Now available on DVD, “Quartet” stars Pauline Collins, Billy Connolly, Tom Courtenay, Michael Gambon, and Maggie Smith in the directorial debut of Dustin Hoffman — at 77 years old. The post-, post-“Graduate” actor earns top marks in this “small” but effective film, decidedly an “actors’ movie,” one that is full of wonderful actors and musicians, most of them of a certain age.
Set in fictional Beecham House, a retirement home for English singers and musicians, the story involves the preparations for an imminent annual fund-raising gala in celebration of Verdi’s birthday. This year’s affair is crucial, since the place is threatened with closing should its patrons prove insufficiently generous. The imperious longtime director, Cedric Livingston (Gambon), is having an unusually difficult time rounding up talent, since his principals have the annoying habit of getting sick or dying.
So when former diva Jean Horton (Smith), takes up residence, she looks like a godsend. But be careful of what you wish for: not only is Jean a headstrong, egotistical diva, but she and her ex-husband and current Beecham resident, Reg (Courtenay), have a history of ill will. Seems that Jean cheated on Reg about nine hours after they were wed, and he has never forgiven her for the heartbreak. Since she and Reg, along with Cissy (Collins) and Wilf (Connolly), would perform the evening’s highlight, the famous quartet from Verdi’s “Rigoletto,” it’s crucial that they reconcile.
This being a comedy, albeit one with some sad thematic undertones concerning aging and various kinds of loss, they do get back together, though we never quite get to see the resulting triumph. Along the way to this thoroughly predictable resolution, however, we benefit from these veteran actors’ delightful realization of Ronald Harwood’s screenplay, adapted from his own stage play. Hoffman and cinematographer John de Borman take the story outside onto the beautiful grounds of Hedsor House and Park in Buckinghamshire. Dario Marianelli’s original score and recordings, which run the gamut from rap to music hall to Bach and Mozart infuse the scenes with music deftly chosen for the mood and the moment in the script. Stick around for the closing credits, which show many of the supporting cast in their salad days, a touching tribute to their manifold talents.

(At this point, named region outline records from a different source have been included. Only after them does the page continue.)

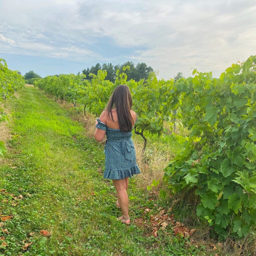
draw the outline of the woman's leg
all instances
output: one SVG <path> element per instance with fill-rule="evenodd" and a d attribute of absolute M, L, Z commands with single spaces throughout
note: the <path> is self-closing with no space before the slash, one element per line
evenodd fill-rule
<path fill-rule="evenodd" d="M 128 189 L 128 185 L 129 185 L 129 177 L 126 177 L 124 178 L 124 180 L 125 182 L 125 190 L 127 192 Z M 118 200 L 116 202 L 116 205 L 119 207 L 120 207 L 120 204 L 119 203 L 119 201 Z"/>
<path fill-rule="evenodd" d="M 112 180 L 113 183 L 115 187 L 118 201 L 121 207 L 121 209 L 123 216 L 125 217 L 129 216 L 128 207 L 129 198 L 126 192 L 126 185 L 124 179 Z M 125 221 L 129 223 L 130 221 Z"/>

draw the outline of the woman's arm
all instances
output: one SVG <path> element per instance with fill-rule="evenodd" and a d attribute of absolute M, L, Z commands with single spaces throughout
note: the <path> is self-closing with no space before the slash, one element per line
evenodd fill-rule
<path fill-rule="evenodd" d="M 99 126 L 100 128 L 97 128 L 94 134 L 94 137 L 97 141 L 100 141 L 103 140 L 106 134 L 106 111 L 103 111 L 100 116 L 100 120 L 101 122 L 100 126 Z M 98 121 L 96 121 L 96 124 L 98 123 Z"/>

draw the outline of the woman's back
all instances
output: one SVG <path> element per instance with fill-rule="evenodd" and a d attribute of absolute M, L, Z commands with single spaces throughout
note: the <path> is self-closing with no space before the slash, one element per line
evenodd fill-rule
<path fill-rule="evenodd" d="M 102 112 L 100 117 L 101 121 L 106 124 L 108 128 L 117 130 L 120 129 L 120 127 L 118 123 L 117 114 L 116 109 L 113 109 L 112 110 L 113 120 L 111 119 L 111 113 L 110 113 L 109 115 L 108 114 L 108 113 L 106 111 Z M 133 126 L 135 123 L 136 115 L 136 113 L 132 110 L 131 111 L 131 114 L 133 121 Z"/>

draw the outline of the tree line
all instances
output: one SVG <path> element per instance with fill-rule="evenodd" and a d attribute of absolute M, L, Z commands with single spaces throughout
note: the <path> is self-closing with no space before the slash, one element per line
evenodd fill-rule
<path fill-rule="evenodd" d="M 124 71 L 127 76 L 128 80 L 133 79 L 136 81 L 139 81 L 141 79 L 146 79 L 150 72 L 154 72 L 154 70 L 150 66 L 148 66 L 145 63 L 142 62 L 135 65 L 132 61 L 128 61 L 122 64 L 118 64 L 114 66 L 111 63 L 104 63 L 102 66 L 100 63 L 97 63 L 95 66 L 90 68 L 87 68 L 82 71 L 82 73 L 89 79 L 91 78 L 89 74 L 90 73 L 97 75 L 99 70 L 105 70 L 107 75 L 106 78 L 106 80 L 114 82 L 116 77 L 116 73 L 118 69 L 122 70 L 123 67 L 129 66 L 130 69 L 126 70 Z"/>

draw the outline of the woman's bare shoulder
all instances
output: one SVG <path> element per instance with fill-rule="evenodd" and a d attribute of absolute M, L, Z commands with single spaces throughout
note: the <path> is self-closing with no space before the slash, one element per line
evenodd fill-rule
<path fill-rule="evenodd" d="M 100 120 L 101 121 L 104 123 L 104 124 L 106 123 L 106 121 L 107 119 L 107 115 L 106 110 L 104 110 L 101 112 L 101 113 L 100 116 Z"/>

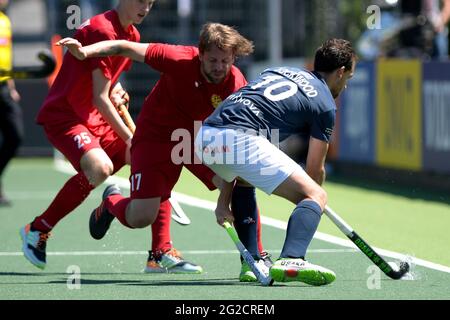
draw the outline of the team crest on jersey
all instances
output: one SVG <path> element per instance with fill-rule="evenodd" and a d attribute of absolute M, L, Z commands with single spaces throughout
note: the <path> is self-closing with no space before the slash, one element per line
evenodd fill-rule
<path fill-rule="evenodd" d="M 211 103 L 212 103 L 214 109 L 216 109 L 219 106 L 219 104 L 222 103 L 222 98 L 220 96 L 218 96 L 217 94 L 213 94 L 211 96 Z"/>
<path fill-rule="evenodd" d="M 78 30 L 81 30 L 81 29 L 83 29 L 84 27 L 87 27 L 87 26 L 89 26 L 91 24 L 91 19 L 87 19 L 85 22 L 83 22 L 77 29 Z"/>

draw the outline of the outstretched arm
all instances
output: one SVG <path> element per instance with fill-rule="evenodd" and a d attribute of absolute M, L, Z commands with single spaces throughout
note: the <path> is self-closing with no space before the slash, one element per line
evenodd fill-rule
<path fill-rule="evenodd" d="M 124 56 L 135 61 L 144 62 L 149 43 L 106 40 L 83 47 L 76 39 L 64 38 L 58 41 L 56 45 L 66 47 L 78 60 L 93 57 Z"/>

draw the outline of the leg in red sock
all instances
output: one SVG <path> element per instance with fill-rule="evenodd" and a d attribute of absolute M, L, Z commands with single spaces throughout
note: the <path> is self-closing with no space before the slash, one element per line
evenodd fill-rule
<path fill-rule="evenodd" d="M 94 188 L 82 172 L 73 176 L 58 192 L 47 210 L 34 219 L 32 229 L 49 232 L 61 219 L 77 208 Z"/>
<path fill-rule="evenodd" d="M 169 200 L 161 202 L 158 217 L 152 224 L 152 252 L 161 255 L 172 248 L 170 239 L 171 206 Z"/>

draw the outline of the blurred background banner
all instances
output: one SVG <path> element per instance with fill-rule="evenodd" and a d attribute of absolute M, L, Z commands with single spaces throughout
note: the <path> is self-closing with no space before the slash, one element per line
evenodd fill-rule
<path fill-rule="evenodd" d="M 337 101 L 329 163 L 365 166 L 365 174 L 379 169 L 413 176 L 437 173 L 446 178 L 437 180 L 450 181 L 448 56 L 437 57 L 426 50 L 428 47 L 418 47 L 420 41 L 412 45 L 402 42 L 402 35 L 411 28 L 423 29 L 417 37 L 424 40 L 426 35 L 426 43 L 437 34 L 430 32 L 431 20 L 426 14 L 414 17 L 405 11 L 412 2 L 157 0 L 138 29 L 142 42 L 196 45 L 204 23 L 232 25 L 255 44 L 251 57 L 237 61 L 248 80 L 270 66 L 312 68 L 312 55 L 324 40 L 349 39 L 360 60 L 354 78 Z M 434 3 L 442 7 L 444 1 Z M 73 36 L 85 19 L 116 4 L 117 0 L 11 1 L 8 15 L 14 64 L 39 63 L 37 53 L 50 49 L 57 37 Z M 422 28 L 417 21 L 428 27 Z M 440 36 L 448 36 L 447 28 L 443 30 Z M 132 97 L 130 113 L 134 118 L 159 76 L 150 67 L 135 63 L 120 79 Z M 20 80 L 17 87 L 26 123 L 20 155 L 50 156 L 53 149 L 34 122 L 48 90 L 47 82 Z"/>
<path fill-rule="evenodd" d="M 377 69 L 377 163 L 420 170 L 422 64 L 419 60 L 381 60 Z"/>
<path fill-rule="evenodd" d="M 339 159 L 375 162 L 375 64 L 359 62 L 339 107 Z"/>
<path fill-rule="evenodd" d="M 450 172 L 450 65 L 423 66 L 423 165 L 425 170 Z"/>

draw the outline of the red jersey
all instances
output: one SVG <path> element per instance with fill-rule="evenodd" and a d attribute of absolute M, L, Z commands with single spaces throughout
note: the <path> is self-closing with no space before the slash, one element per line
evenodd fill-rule
<path fill-rule="evenodd" d="M 103 40 L 129 40 L 139 42 L 137 29 L 130 25 L 125 30 L 115 10 L 87 20 L 75 36 L 83 46 Z M 70 53 L 64 56 L 63 64 L 50 92 L 37 116 L 39 124 L 63 124 L 79 119 L 89 130 L 100 134 L 105 125 L 109 127 L 93 105 L 92 72 L 100 69 L 114 85 L 120 74 L 131 67 L 131 60 L 124 57 L 90 58 L 77 60 Z"/>
<path fill-rule="evenodd" d="M 196 47 L 150 44 L 145 63 L 161 77 L 145 99 L 134 139 L 170 141 L 173 130 L 192 132 L 194 121 L 205 120 L 220 102 L 247 84 L 238 68 L 220 84 L 206 81 L 200 72 Z"/>

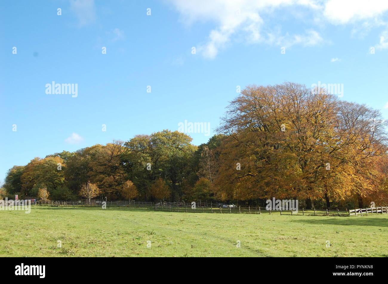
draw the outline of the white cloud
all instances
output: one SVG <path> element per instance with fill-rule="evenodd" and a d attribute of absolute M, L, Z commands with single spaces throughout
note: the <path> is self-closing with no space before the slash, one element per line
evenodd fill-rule
<path fill-rule="evenodd" d="M 329 0 L 324 15 L 333 23 L 344 24 L 378 17 L 387 10 L 385 0 Z"/>
<path fill-rule="evenodd" d="M 95 21 L 94 0 L 70 0 L 70 9 L 77 15 L 80 27 Z"/>
<path fill-rule="evenodd" d="M 215 58 L 220 50 L 232 44 L 236 38 L 242 38 L 250 43 L 286 47 L 296 44 L 313 46 L 323 42 L 320 34 L 312 28 L 294 34 L 277 31 L 279 29 L 279 21 L 274 14 L 277 10 L 284 9 L 293 17 L 295 21 L 299 21 L 302 24 L 308 22 L 309 17 L 312 17 L 310 26 L 316 25 L 322 28 L 328 24 L 345 24 L 357 21 L 359 24 L 360 21 L 366 28 L 359 31 L 353 29 L 352 33 L 359 33 L 361 36 L 372 27 L 384 24 L 381 18 L 388 11 L 388 1 L 381 0 L 167 1 L 180 13 L 181 20 L 186 25 L 196 22 L 210 22 L 215 25 L 209 31 L 206 41 L 198 43 L 197 47 L 199 54 L 210 58 Z M 388 47 L 387 38 L 382 34 L 380 48 Z"/>
<path fill-rule="evenodd" d="M 71 135 L 65 139 L 65 142 L 69 144 L 79 144 L 83 141 L 83 138 L 79 134 L 73 132 Z"/>
<path fill-rule="evenodd" d="M 376 45 L 378 49 L 388 48 L 388 30 L 385 31 L 380 35 L 380 43 Z"/>
<path fill-rule="evenodd" d="M 122 39 L 124 38 L 124 31 L 121 31 L 118 27 L 113 30 L 113 33 L 114 34 L 114 38 L 112 40 L 113 41 L 116 41 L 119 39 Z"/>

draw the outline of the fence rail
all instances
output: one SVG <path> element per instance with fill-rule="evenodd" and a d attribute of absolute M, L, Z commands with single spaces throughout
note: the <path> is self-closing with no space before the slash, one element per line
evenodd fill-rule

Rated “PG-13” for language and some comic sexual suggestiveness, “Quartet” did not make much money in its theatrical release: it might be hard to find at your favorite DVD outlet. It’s not a requirement that you be on Medicare to enjoy it, though those who are will get some jokes that the less grey-haired will not. In any case, this movie gives me hope that, as my generation ages, more movies like “Quartet” will be made for us and with stars like those featured here.